In retrospect, that attempt at morbid humor at Shahak’s expense was probably out of place, because there was nothing at all funny about one of the sickest characters Jewry’s ever produced – and God knows we’ve produced more than our share of sick ones.

It’s a truism that you can tell a man by the company he keeps, and a recent Google search on Jewish anti-Semitism revealed the company that keeps Shahak. Six and a half years after his death, his legacy lives on at countless neo-Nazi and anti-Israel websites, where his writings – with titles like “The Jewish Laundry of Drug Money” and “Israel’s Discriminatory Practices Are Rooted in Jewish Law” – are lavishly praised and lovingly preserved.

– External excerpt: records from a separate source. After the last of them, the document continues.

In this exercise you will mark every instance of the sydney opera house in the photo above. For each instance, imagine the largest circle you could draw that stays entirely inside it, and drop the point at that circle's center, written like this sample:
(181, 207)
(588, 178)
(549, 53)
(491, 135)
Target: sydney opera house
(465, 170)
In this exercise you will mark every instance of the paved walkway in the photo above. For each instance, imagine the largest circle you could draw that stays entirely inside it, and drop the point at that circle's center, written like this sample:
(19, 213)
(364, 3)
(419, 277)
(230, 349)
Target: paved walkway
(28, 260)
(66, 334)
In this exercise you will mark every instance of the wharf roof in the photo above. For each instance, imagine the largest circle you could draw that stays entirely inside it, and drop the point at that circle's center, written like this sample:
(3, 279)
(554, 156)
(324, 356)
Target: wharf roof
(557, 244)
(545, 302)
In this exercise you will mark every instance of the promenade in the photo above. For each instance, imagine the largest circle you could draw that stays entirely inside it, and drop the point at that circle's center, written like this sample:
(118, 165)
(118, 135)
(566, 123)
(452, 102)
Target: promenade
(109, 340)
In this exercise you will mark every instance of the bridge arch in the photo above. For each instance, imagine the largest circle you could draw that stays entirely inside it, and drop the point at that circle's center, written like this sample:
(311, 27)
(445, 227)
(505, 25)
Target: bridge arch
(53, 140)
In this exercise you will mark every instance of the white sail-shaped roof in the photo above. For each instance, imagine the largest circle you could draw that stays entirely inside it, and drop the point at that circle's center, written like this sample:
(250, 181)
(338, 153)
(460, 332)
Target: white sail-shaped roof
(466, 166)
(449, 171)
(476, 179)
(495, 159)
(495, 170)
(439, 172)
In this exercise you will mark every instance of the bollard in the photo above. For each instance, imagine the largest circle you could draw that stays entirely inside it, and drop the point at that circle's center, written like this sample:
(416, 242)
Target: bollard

To call Shahak a self-hating Jew would be too easy, too trite. Besides, as the writer Sidney Zion observed to the Monitor several years back, such Jews are rarely self-hating at all – to the contrary, they love and adore themselves. It’s other Jews with whom they have a problem.

Going by the large body of writing he left behind, one can accurately describe Shahak as not just a hater of Israel but a hater of Jews, with the exception of those who share his ultra left-wing, militantly anti-religious, passionately pro-Palestinian mindset.

Shahak was a Polish Jew whose family was herded into the Warsaw Ghetto during the Nazi occupation of Poland. He was sent to Bergen-Belsen in 1943 and, upon his liberation two years later, made his way to what was then British Mandate Palestine.

He went on to become a professor of organic chemistry (he taught at Jerusalem’s Hebrew University for 25 years), but it was as a so-called human rights activist that he made a name for himself. This, however, was no garden variety bleeding-heart leftist. Shahak not only came to despise Zionism and consider the establishment of the State of Israel a criminal act; he also set out to expose what he considered the depravities and hypocrisies of rabbinic Judaism – and to do so in as public a manner as possible.

Because he downplayed Jewish suffering in favor of painting Jews and Israelis as serial oppressors, Shahak had little patience with the notion that the Holocaust had a profound impact on either the Israeli psyche or Israeli policy-making. To him, Jews were victimizers, not victims.

“These ‘Holocaust memories’ are a fake,” he wrote in one of his numerous essays popular with the shaved head and tattooed-swastika crowd. In another article, he insisted that “racism and discrimination pervade all walks of life in Israel…. We need to recognize that in Israel the real issue is discrimination not only against the Palestinians … but against all non-Jews.”

It was Shahak who helped popularize the now familiar equating of Israelis with Nazis, declaring in one article that “the Jews of Israel, along with most of the Jews of the world, are at present undergoing a process of Nazification” and in yet another that any Jew who “denies the Palestinians their humanity” is a “Jewish Nazi.”

Just how twisted was Shahak? In his book Jewish History, Jewish Religion, he portrayed the notorious Chmielnicki massacres as a righteous rebellion by the downtrodden against their Jewish oppressors, and complained that Jews choose to remember it instead as an unprovoked anti-Jewish atrocity. Here’s how he put it:

“This typical peasant uprising against extreme oppression [italics added] …. has remained emblazoned in the consciousness of east European Jews to this very day – not, however, as a peasant uprising, a revolt of the oppressed, of the real wretched of the earth, nor even as a vengeance visited upon all the servants of the Polish nobility, but as an act of gratuitous anti-Semitism directed against Jews as such.”

Shahak time and again came under fire for his habit of denigrating Judaism by citing references and quoting sources taken wholly out of context, and as far back as 1966 was exposed as an incorrigible liar by the late Rabbi Immanuel Jakobovits, the then-chief rabbi of the United Kingdom, in an article in the Orthodox publication Tradition.

He was a dangerous mountebank and fraud, and the Passover Haggadah’s wicked son personified.